Just what exactly is a File Format Action Plan? What does it look like? What does it do? As the new National Digital Stewardship Resident I undertook an informal survey of a selection of divisions at the library. Opinions varied as to what should constitute a file format action plan, but the common theme was the idea of “a pathway.” As one curator put it, “We just got in X. When you have X, here’s the steps you need to take. Here are the tools currently available. Here is the person you need to go to.”
For the dedicated digital curator, there are many different repositories of information about the technical details of digital formats. The Library of Congress’ excellent Sustainability of Digital Formats page goes into exhaustive detail about dozens of different file format types. The National Archives of the UK’s now ubiquitous PRONOM technical registry is an indispensable resource. That said; specific file format action plans are not very common.
Probably the best example of File Format Action Plans in practice is provided by the Florida Digital Archive. The FDA attempted to create a plan for each type of file format they preserve digitally. The result is a list of twenty-one digital formats, ranked by “confidence” as high, medium, or low for their long term storage prospects. Attached to each is a short Action Plan giving basic information about what to do with the file at ingest, its significant properties, a long term preservation strategy, and timetables for short-term actions and review. Below that is a more technically detailed “background report” explaining the rational behind each decision. Some of the action plans are incomplete, recommending migration to a yet unspecified format at some point in the future. The plans have not been updated in some time, with many stating that they are “currently under discussion and subject to change.”
A related project was undertaken by the University of Michigan’s institutional repository, which organizes file formats into three specific targeted support levels.
Clicking on “best practices” for a format type (such as the above for audio formats) will take you to a page detailing more specific preservation actions and recommendations. This design is elegant and simple to understand, yet it is lacking in much detailed information about the formats themselves.
An even more broad approach was done by the National Library of Australia. The NLA encourages its collection curators to make, “explicit statements about which collection materials, and which copies of collection materials, need to remain accessible for an extended period, and which ones can be discarded when no longer in use or when access to them becomes troublesome.” They call these outlines “Preservation Intent Statements.” Each statement outlines the goals and issues unique to each library division. This Preservation Intent Statement for NLA’s newspaper digitization project, goes into the details of what they intend to save, in what format, and what preservation issues to expect. This very top-down approach does not go into great detail about file formats themselves, but it may be useful in clarifying just what the mission of a curatorial division is, as well as providing some basic guidance.

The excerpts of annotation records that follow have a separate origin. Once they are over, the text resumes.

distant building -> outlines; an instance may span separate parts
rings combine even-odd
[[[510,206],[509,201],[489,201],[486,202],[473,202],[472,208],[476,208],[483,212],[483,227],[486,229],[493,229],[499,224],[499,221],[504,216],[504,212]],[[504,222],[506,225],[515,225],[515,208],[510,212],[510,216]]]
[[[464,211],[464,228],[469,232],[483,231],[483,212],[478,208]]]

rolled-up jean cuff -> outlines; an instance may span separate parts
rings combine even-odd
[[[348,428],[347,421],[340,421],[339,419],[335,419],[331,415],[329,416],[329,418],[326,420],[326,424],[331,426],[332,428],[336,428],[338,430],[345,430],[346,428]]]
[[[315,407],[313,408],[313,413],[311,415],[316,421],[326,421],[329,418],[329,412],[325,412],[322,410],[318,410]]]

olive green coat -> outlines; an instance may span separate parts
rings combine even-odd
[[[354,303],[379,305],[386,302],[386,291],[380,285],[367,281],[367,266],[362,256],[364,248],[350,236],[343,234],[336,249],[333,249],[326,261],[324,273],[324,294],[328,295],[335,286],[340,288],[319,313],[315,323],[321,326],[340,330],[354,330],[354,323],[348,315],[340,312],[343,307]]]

There have been notable critics of the process of the idea of file format action plans based on risk assessment. Johan van der Knijff on the Open Planets Foundation blog compared the process of assessing file format risks to “Searching for Bigfoot,” in that these activities always rest on a theoretical framework, and that scarce resources could be better spent solving problems that do not require any soothsaying or educated guesswork. Tim Gollins of the National Archives of the UK argues that while it might be true that digital obsolescence issues are real in some cases, resources may better be spent addressing the more basic needs of capture and storage.
While taking those critiques seriously, it may be wise to take a longer view. It is valuable to develop a way to think about and frame these issues going forward. Sometimes getting something on paper is a necessary first step, even if it is destined to be revised again and again. Based on my discussions with curators at the Library of Congress, a format action plan could be more than just an “analysis of risk.” It could contain actionable information about software and formats which could be a major resource for the busy data manager. In a sprawling and complex organization like the Library of Congress, getting everyone on the same page is often impossible, but maybe we can get everyone on the same chapter with regards to digital formats.
Over the next six months I’ll be taking a look at some of these issues for the Office of Strategic Initiatives at the Library. As a relative novice to the world of library issues, I have been welcomed by the friendly and accommodating professionals here at the library. I hope to get to know more of the fascinating people working in the digital preservation community as the project progresses.